15 Nov, 12 | by BMJ Group

Domhnall MacauleyEditors, by definition, are different. The annual short course for medical journal editors brought together a bunch of bright energetic free thinkers—mostly doctors. These new editors bring their own perspective on the rapid changes in medical publishing: Journals are gradually migrating to the web, publishers are selling bundles, big journals are creating off shoots, and the author pays online only model is growing. Impact factor still beats all and beware your web metrics—what you think is a reader may be a computer. Libraries are under budgetary pressure, repositories are challenging publishers, and the major companies are going through a period of consolidation and mergers. Your journal is your brand, and you are not just promoting academic excellence, but marketing a product. One of the exercises was to think about creating new medical journals and their potential business model:

Three new online only medical journals: Sick, Cured, and Dead.
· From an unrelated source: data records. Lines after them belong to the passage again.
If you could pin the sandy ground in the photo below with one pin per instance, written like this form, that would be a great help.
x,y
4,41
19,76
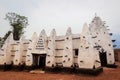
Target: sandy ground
x,y
107,74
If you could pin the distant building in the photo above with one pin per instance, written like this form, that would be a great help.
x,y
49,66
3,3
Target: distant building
x,y
89,50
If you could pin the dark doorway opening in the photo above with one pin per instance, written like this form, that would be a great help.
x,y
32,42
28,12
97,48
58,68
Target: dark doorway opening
x,y
103,58
76,52
39,61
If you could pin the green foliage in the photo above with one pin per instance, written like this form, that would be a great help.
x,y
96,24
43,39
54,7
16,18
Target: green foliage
x,y
6,35
18,24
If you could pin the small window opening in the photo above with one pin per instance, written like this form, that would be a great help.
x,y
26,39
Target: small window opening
x,y
76,52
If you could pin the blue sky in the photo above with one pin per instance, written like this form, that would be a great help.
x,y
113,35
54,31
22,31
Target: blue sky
x,y
61,14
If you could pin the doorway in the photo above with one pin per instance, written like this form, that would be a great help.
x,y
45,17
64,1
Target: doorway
x,y
103,58
39,61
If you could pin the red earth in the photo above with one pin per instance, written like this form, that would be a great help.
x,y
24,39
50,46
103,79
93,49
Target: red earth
x,y
107,74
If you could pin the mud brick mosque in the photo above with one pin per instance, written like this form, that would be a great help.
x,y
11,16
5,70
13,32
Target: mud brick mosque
x,y
90,50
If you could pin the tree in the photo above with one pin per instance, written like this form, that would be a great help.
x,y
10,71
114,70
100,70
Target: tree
x,y
18,24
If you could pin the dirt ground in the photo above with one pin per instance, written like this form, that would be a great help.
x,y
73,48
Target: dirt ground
x,y
107,74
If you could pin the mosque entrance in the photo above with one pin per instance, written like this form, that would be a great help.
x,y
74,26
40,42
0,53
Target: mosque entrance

Sick. The sick will always be with us and, with disease mongering and overdiagnosis, this is a growing business. Medicine doesn’t seem very effective and as soon as we make any progress, there is  another condition waiting in the wings. Indeed, illnesses no longer queue up—multi morbidity is the current trend so a journal called Sick has a great future. Advertising will never be a problem because the sick are a high maintenance demographic and will buy anything. And, there is no shortage of suppliers trying to sell them something.

Cured. A low content journal. No much to fill this journal based on research published over past millennia and the future doesn’t look too bright either. Cancer research spends vast amounts of money to make incremental improvements, but few cancers are ever completely cured. A wider target audience might attract more submissions but, from a marketing perspective, a journal entitled Nearly Cured, A Few Months More, or Temporary Remission, doesn’t have the same attraction. The cured won’t attract much advertising revenue—there is nothing to sell them and, from an industry perspective, an unpromising market.

Dead.  A certainty. With mortality continuing at 100%, this journal will run and run. And, as long as the Sick and the Cured remain, there will be sufficient important and self important doctors to publish a journal made up entirely of obituaries.  And, doctors just love reading about themselves. The only problem may be the intellectual property associated with the title. Don’t call it The Dead—James Joyce got there first.